The contents covered in this Research Topic include but are not limited to the following subtopics:
- Genetic and epigenetic profiling of tumors that allows for further subgrouping of heterogeneous tumor groups with therapeutic and prognostic impacts.
- Identification of potential diagnostic, therapeutic targets, or prognostic markers for PBTs, with in vitro cell model, tumor specimen, or more accessible specimens such as blood and/or CSF (Liquid biopsy).
- The establishment of new genetically modified animal models, PDX models, and brain organoid models for pediatric brain tumors.
- Molecular characterization and mechanism studies of tumor initiation, progression, and/or recurrence.
- Novel progress and associated prospective effects on molecular diagnosis, classification, and treatment.
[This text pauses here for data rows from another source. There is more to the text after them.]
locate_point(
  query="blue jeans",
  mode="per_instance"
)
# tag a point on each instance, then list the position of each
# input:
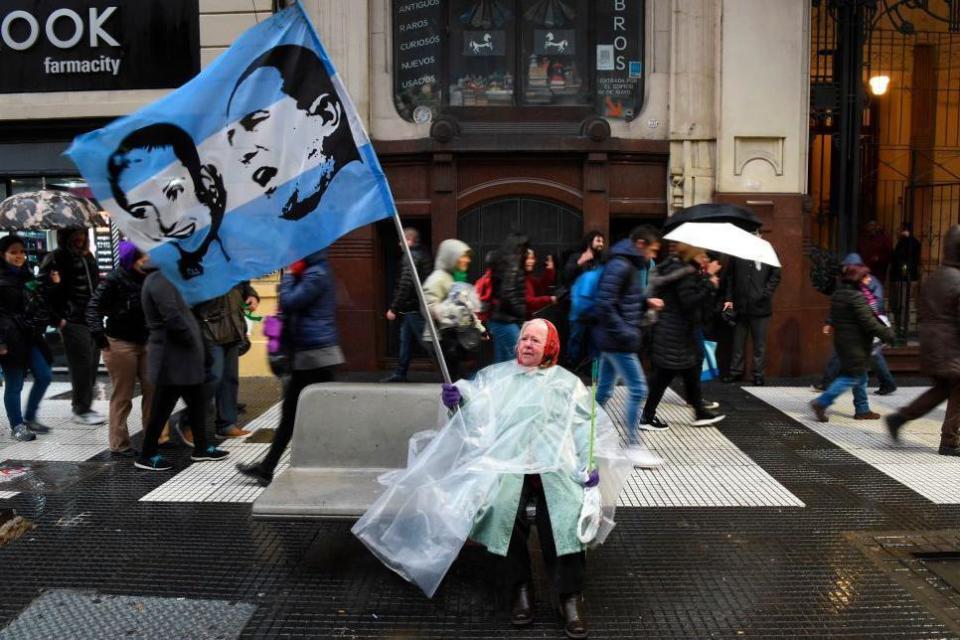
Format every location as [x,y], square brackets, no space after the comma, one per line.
[14,385]
[625,366]
[840,385]
[411,330]
[505,337]
[884,377]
- Discussion on the role and the risk of aggressive neurosurgical "total" resections, and subsequent consequences.
- Investigation on optimal timing and strategies for delivering radiation therapy for PBTs (including some benign tumors, e.g., pilocytic astrocytomas), and discussion on protons versus photon radiation therapy and late effects.
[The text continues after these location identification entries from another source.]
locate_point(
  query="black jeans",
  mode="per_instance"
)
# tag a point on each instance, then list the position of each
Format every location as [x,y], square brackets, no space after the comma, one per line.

- Novel effective post-chemotherapeutic regimens post neurosurgical resection with/without radiation and/or molecular target therapies.
- Progress on immunotherapy for PBTs using checkpoint inhibitors, tumor vaccines, and CAR T-cell.
Please note: manuscripts consisting solely of bioinformatics or computational analysis of public genomic or transcriptomic databases which are not accompanied by validation (independent cohort or biological validation in vitro or in vivo) are out of scope for this section and will not be accepted as part of this Research Topic.